Missas afro brasileiras: a expressão contemporânea da espiritualidade negra
A história da relação da mística africana com o catolicismo é marcada pela tentativa de aproximação dos negros e sua rejeição pelos europeizantes
Hoje é 20 de novembro, dia da consciência negra. Em várias paróquias pelo Brasil serão celebradas as missas afro brasileiras, seguindo o missal romano, mas incorporando na música e nos paramentos a simbologia das culturas africanas, em especial a iorubá, mais presente entre os escravizados no Brasil.
São muito comuns, em vários grupos católicos, a crítica à missa afro, entendida como abuso litúrgico. Curiosamente, muitas dessas críticas vêm de pessoas que não se incomodam em participar das “missas de cura e libertação”, recheadas de simbologia neopentecostal e práticas que, para um olhar tradicionalista, beiram o sacrílego, como tocar ou mesmo se esfregar no ostensório.
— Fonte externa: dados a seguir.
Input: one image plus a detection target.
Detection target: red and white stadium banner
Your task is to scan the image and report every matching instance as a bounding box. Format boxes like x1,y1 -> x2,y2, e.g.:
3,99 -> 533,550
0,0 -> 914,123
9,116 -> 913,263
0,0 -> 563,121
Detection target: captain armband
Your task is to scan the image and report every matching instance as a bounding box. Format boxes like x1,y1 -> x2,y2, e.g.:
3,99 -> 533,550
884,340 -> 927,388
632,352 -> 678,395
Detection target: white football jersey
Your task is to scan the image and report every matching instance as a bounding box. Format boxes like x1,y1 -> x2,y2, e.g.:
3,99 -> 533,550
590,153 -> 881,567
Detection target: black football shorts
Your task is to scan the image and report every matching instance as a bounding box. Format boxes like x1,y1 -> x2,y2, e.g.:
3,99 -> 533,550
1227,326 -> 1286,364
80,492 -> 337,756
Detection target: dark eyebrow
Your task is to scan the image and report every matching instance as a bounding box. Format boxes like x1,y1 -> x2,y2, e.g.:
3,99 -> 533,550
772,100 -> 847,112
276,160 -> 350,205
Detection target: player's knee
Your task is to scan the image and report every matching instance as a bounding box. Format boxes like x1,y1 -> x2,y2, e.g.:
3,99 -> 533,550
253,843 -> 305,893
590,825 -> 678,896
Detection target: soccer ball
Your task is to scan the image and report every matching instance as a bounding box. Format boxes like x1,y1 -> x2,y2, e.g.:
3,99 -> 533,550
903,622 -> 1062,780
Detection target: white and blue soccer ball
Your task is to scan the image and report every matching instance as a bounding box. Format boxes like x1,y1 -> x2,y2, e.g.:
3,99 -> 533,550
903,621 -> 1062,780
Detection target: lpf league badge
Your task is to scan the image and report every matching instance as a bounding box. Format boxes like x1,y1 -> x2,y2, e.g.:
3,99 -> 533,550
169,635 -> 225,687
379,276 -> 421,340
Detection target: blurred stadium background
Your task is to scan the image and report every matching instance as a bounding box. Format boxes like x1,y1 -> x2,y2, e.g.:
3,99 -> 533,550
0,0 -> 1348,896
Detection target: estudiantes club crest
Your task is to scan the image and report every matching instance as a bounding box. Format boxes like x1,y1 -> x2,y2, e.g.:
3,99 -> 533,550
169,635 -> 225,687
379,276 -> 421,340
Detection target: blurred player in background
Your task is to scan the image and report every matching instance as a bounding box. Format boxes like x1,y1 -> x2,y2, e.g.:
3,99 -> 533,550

Eu particularmente não vejo problema algum em tocar as mãos no ostensório ou ter atabaques acompanhando uma celebração litúrgica. Também não vejo problema em missas celebradas em latim, sei cantar de cor o Pange Lingua. São todas demonstrações de amor a Deus, cada uma a seu modo, e não podemos nos esquecer que o brasileiro, na média, é muito efusivo nas suas manifestações de carinho.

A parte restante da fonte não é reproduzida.